For East Hampton, the primary goal is an expanded water supply with a more economical source of clean water. For Portland, the goal is to repair the system it has, but with an eye toward economic development, especially along Route 66 — something that’s been talked about for decades, Dickerson said. 

Financially stable small towns have stable water and sewer systems, Dickerson said. 

But water is expensive. The town is already facing a steep increase in the price of their main water supply from the Metropolitan District Commission, from a cost of $585,701 in 2019 to $857,000 this year.

Shey said the jump in costs was largely to pay for major capital projects needed to meet regulations. He said that he hopes prices will be more stable in the coming years, but that the higher costs take away from the money available for operations. With so much of the budget directed toward supply, Shays said, the town isn’t able to spend more than piecemeal on materials or repairs. 

“To throw a half-million dollar project – which ends up being a pretty small project – putting that into a capital budget with  2,300 users, that’s a big spike in the budget, and you have to try to offset that with revenue,” Shey said. “And there’s really few revenue sources other than charging you for the water.”

Portland has used bonds for larger water and sewer projects, including a $2.5 million project on Spring Street that was finished in 2019 and was critical to fix water issues in the area, said Shey.

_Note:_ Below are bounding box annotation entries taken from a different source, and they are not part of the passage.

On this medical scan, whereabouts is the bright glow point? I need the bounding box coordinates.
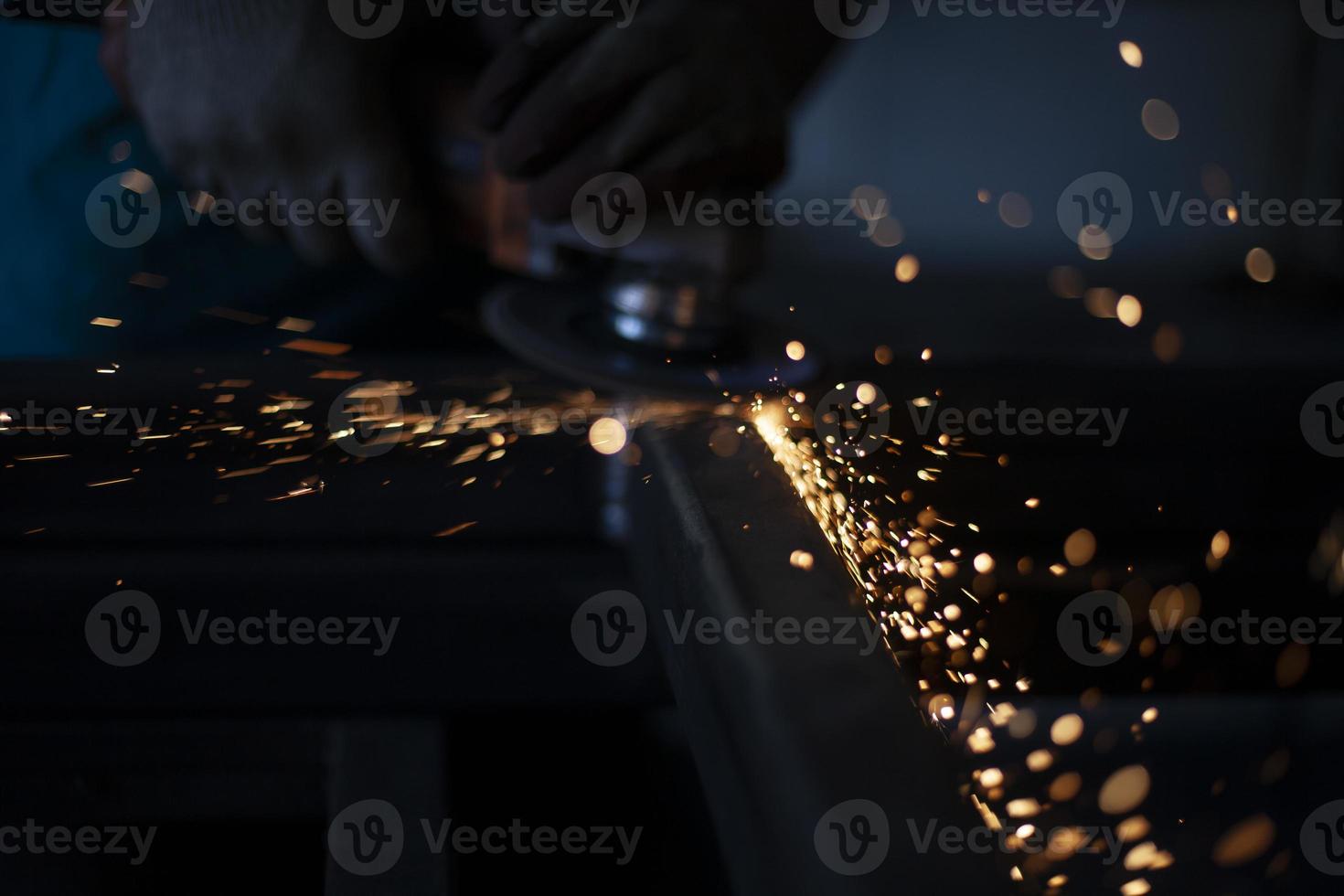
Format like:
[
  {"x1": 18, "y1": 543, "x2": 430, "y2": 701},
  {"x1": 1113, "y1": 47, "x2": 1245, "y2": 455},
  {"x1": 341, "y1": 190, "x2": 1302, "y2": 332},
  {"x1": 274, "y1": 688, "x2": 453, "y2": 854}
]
[{"x1": 589, "y1": 416, "x2": 626, "y2": 454}]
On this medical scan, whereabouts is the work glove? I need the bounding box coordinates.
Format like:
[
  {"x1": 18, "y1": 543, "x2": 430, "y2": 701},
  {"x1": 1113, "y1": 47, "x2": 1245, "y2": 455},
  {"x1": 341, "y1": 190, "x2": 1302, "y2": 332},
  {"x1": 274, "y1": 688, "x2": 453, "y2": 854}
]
[
  {"x1": 472, "y1": 0, "x2": 795, "y2": 219},
  {"x1": 118, "y1": 0, "x2": 443, "y2": 272}
]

He said the town was also pursuing outside funding, like state-federal grants from the Clean Water Fund, for larger projects.

East Hampton is expected to receive only about $3.7 million from the American Rescue Plan, and only a portion of that will be spent on water infrastructure projects that could eventually cost tens of millions of dollars.

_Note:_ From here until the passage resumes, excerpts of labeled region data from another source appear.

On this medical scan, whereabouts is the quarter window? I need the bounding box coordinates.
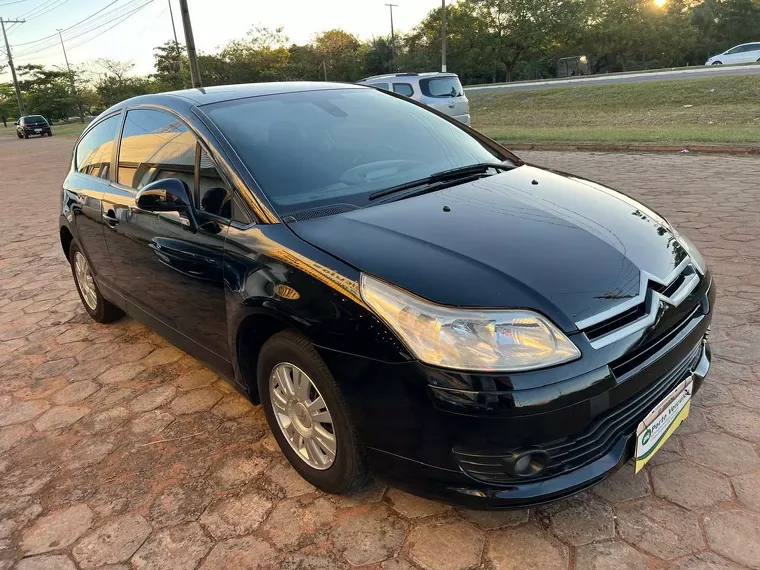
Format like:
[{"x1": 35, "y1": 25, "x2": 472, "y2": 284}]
[
  {"x1": 393, "y1": 83, "x2": 414, "y2": 97},
  {"x1": 76, "y1": 115, "x2": 121, "y2": 179},
  {"x1": 197, "y1": 149, "x2": 232, "y2": 219},
  {"x1": 118, "y1": 109, "x2": 196, "y2": 190}
]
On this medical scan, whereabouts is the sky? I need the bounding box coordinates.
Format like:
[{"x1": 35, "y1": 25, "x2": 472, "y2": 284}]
[{"x1": 0, "y1": 0, "x2": 442, "y2": 82}]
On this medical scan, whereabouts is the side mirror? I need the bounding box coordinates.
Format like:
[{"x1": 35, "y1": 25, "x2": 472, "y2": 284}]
[{"x1": 135, "y1": 178, "x2": 197, "y2": 230}]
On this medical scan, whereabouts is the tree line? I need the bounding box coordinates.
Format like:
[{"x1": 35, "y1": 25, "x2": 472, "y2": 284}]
[{"x1": 0, "y1": 0, "x2": 760, "y2": 119}]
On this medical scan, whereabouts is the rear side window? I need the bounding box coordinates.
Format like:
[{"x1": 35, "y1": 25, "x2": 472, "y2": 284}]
[
  {"x1": 76, "y1": 115, "x2": 121, "y2": 178},
  {"x1": 420, "y1": 75, "x2": 464, "y2": 99},
  {"x1": 118, "y1": 109, "x2": 196, "y2": 190},
  {"x1": 393, "y1": 83, "x2": 414, "y2": 97}
]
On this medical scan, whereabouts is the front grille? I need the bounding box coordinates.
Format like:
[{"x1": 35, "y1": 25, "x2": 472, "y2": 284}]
[
  {"x1": 578, "y1": 258, "x2": 700, "y2": 350},
  {"x1": 454, "y1": 342, "x2": 702, "y2": 484}
]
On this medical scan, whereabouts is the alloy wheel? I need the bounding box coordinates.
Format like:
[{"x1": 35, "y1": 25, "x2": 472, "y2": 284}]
[
  {"x1": 74, "y1": 251, "x2": 98, "y2": 311},
  {"x1": 269, "y1": 362, "x2": 337, "y2": 471}
]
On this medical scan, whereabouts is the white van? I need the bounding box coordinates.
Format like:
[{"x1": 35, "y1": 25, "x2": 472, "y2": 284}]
[{"x1": 356, "y1": 72, "x2": 470, "y2": 125}]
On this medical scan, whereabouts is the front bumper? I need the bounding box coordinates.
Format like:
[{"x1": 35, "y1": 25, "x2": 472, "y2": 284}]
[{"x1": 320, "y1": 279, "x2": 715, "y2": 508}]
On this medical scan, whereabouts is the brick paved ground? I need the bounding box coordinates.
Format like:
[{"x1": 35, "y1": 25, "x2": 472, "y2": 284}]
[{"x1": 0, "y1": 138, "x2": 760, "y2": 570}]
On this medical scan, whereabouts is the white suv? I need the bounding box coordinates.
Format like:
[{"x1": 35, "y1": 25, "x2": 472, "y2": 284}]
[
  {"x1": 705, "y1": 42, "x2": 760, "y2": 65},
  {"x1": 356, "y1": 72, "x2": 470, "y2": 125}
]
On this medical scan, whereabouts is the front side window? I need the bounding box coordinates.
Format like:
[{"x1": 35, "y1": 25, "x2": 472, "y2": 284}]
[
  {"x1": 118, "y1": 109, "x2": 196, "y2": 190},
  {"x1": 420, "y1": 75, "x2": 464, "y2": 99},
  {"x1": 393, "y1": 83, "x2": 414, "y2": 97},
  {"x1": 76, "y1": 115, "x2": 121, "y2": 179},
  {"x1": 202, "y1": 88, "x2": 499, "y2": 216}
]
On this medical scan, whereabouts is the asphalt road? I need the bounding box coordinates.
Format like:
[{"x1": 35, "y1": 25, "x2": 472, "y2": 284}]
[{"x1": 465, "y1": 65, "x2": 760, "y2": 92}]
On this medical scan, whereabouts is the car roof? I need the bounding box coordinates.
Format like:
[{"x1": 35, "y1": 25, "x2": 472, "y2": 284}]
[
  {"x1": 357, "y1": 71, "x2": 458, "y2": 83},
  {"x1": 118, "y1": 81, "x2": 360, "y2": 107}
]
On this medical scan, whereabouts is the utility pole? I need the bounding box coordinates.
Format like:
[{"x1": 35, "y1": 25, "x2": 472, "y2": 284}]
[
  {"x1": 179, "y1": 0, "x2": 203, "y2": 89},
  {"x1": 168, "y1": 0, "x2": 184, "y2": 84},
  {"x1": 386, "y1": 4, "x2": 398, "y2": 70},
  {"x1": 56, "y1": 30, "x2": 84, "y2": 124},
  {"x1": 441, "y1": 0, "x2": 446, "y2": 73},
  {"x1": 0, "y1": 18, "x2": 26, "y2": 117}
]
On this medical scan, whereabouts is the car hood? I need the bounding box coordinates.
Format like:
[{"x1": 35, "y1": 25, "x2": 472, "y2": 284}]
[{"x1": 290, "y1": 166, "x2": 686, "y2": 331}]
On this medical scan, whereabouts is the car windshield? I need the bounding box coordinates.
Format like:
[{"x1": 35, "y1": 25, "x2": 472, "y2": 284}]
[
  {"x1": 203, "y1": 88, "x2": 501, "y2": 215},
  {"x1": 420, "y1": 75, "x2": 464, "y2": 98}
]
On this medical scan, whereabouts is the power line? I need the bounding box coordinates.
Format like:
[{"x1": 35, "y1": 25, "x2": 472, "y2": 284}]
[
  {"x1": 16, "y1": 0, "x2": 131, "y2": 47},
  {"x1": 16, "y1": 0, "x2": 155, "y2": 59},
  {"x1": 16, "y1": 0, "x2": 155, "y2": 61}
]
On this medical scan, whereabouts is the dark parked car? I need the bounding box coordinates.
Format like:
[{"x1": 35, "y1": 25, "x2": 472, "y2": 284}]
[
  {"x1": 15, "y1": 115, "x2": 53, "y2": 139},
  {"x1": 60, "y1": 83, "x2": 715, "y2": 508}
]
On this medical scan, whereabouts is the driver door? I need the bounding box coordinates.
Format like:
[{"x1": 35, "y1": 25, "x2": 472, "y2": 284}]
[{"x1": 103, "y1": 109, "x2": 229, "y2": 368}]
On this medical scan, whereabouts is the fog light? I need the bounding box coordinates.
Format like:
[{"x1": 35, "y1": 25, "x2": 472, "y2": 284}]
[{"x1": 504, "y1": 449, "x2": 549, "y2": 478}]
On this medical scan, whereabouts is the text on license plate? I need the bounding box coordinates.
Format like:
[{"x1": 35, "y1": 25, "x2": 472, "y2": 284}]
[{"x1": 635, "y1": 376, "x2": 694, "y2": 473}]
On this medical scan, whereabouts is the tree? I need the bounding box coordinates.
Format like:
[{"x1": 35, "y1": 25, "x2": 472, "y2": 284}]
[
  {"x1": 312, "y1": 30, "x2": 367, "y2": 81},
  {"x1": 16, "y1": 64, "x2": 77, "y2": 120},
  {"x1": 94, "y1": 58, "x2": 158, "y2": 107}
]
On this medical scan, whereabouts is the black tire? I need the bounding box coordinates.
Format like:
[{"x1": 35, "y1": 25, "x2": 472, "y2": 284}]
[
  {"x1": 257, "y1": 331, "x2": 368, "y2": 494},
  {"x1": 69, "y1": 242, "x2": 124, "y2": 323}
]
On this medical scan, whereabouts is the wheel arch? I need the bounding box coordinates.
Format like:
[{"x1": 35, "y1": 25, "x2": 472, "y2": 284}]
[
  {"x1": 60, "y1": 226, "x2": 74, "y2": 261},
  {"x1": 233, "y1": 312, "x2": 311, "y2": 404}
]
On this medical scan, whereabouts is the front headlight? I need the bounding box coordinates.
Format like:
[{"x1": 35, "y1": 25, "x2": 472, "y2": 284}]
[
  {"x1": 670, "y1": 224, "x2": 707, "y2": 275},
  {"x1": 361, "y1": 275, "x2": 581, "y2": 372}
]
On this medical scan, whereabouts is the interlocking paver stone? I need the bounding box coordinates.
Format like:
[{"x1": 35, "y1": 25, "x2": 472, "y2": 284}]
[
  {"x1": 705, "y1": 511, "x2": 760, "y2": 568},
  {"x1": 407, "y1": 521, "x2": 485, "y2": 570},
  {"x1": 459, "y1": 509, "x2": 530, "y2": 530},
  {"x1": 0, "y1": 144, "x2": 760, "y2": 570},
  {"x1": 149, "y1": 481, "x2": 212, "y2": 528},
  {"x1": 262, "y1": 496, "x2": 337, "y2": 550},
  {"x1": 72, "y1": 515, "x2": 152, "y2": 568},
  {"x1": 652, "y1": 461, "x2": 731, "y2": 509},
  {"x1": 616, "y1": 499, "x2": 704, "y2": 560},
  {"x1": 539, "y1": 493, "x2": 615, "y2": 546},
  {"x1": 169, "y1": 388, "x2": 222, "y2": 415},
  {"x1": 53, "y1": 380, "x2": 100, "y2": 404},
  {"x1": 707, "y1": 405, "x2": 760, "y2": 443},
  {"x1": 385, "y1": 489, "x2": 448, "y2": 519},
  {"x1": 575, "y1": 540, "x2": 648, "y2": 570},
  {"x1": 332, "y1": 504, "x2": 407, "y2": 566},
  {"x1": 681, "y1": 431, "x2": 760, "y2": 475},
  {"x1": 200, "y1": 536, "x2": 278, "y2": 570},
  {"x1": 34, "y1": 406, "x2": 90, "y2": 431},
  {"x1": 132, "y1": 523, "x2": 212, "y2": 570},
  {"x1": 21, "y1": 505, "x2": 92, "y2": 555},
  {"x1": 200, "y1": 491, "x2": 272, "y2": 540},
  {"x1": 16, "y1": 554, "x2": 76, "y2": 570},
  {"x1": 485, "y1": 524, "x2": 569, "y2": 570}
]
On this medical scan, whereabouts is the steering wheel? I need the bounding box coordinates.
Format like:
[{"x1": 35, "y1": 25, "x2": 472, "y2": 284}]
[
  {"x1": 340, "y1": 160, "x2": 421, "y2": 185},
  {"x1": 351, "y1": 144, "x2": 396, "y2": 166}
]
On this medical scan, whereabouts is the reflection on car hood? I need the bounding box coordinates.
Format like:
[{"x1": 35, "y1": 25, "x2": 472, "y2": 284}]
[{"x1": 290, "y1": 166, "x2": 686, "y2": 331}]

But town officials are hopeful that a larger, dedicated federal infrastructure plan will do more than fund high-profile road and bridge projects, and bring money down to municipalities to work on their stressed utility systems.

“The struggles some of our residents have getting good, potable water are real, and now as we look at additional funding sources, there’s ways to address that,” Cox said.

Dickerson said the idea is that expanded service would stabilize the costs of the system for the rest of the customers, especially if those costs are borne by federal taxpayers rather than the 2,300 Portland water customers. Stable costs mean more customers, which means more people to shoulder the burden of fixed costs of running the water and sewer systems, she said.

For East Hampton, the village center would likely be the starting point for any water expansion, but it will be critical to find a water source to allow for that. A drilled well might produce only 20-30 gallons a minute, he said. The town needs a source that could provide hundreds of thousands of gallons a day without affecting other customers or the environment.

Portland may need a new source of water, too. It’s water from the Metropolitan District Commission is clean and reliable, but the costs have risen quickly, and the town hopes to find a viable source that will cost its customers less.

Like Portland, East Hampton has received funding from the state to plan and design water projects that will be ready when the funds become available. And the two towns have had some conversations about how they could work together and find a water source on the Connecticut River that could serve both, Cox said.

“It’s a very costly activity, any infrastructure is, and you’re talking about connecting miles and miles of pipe,” he said.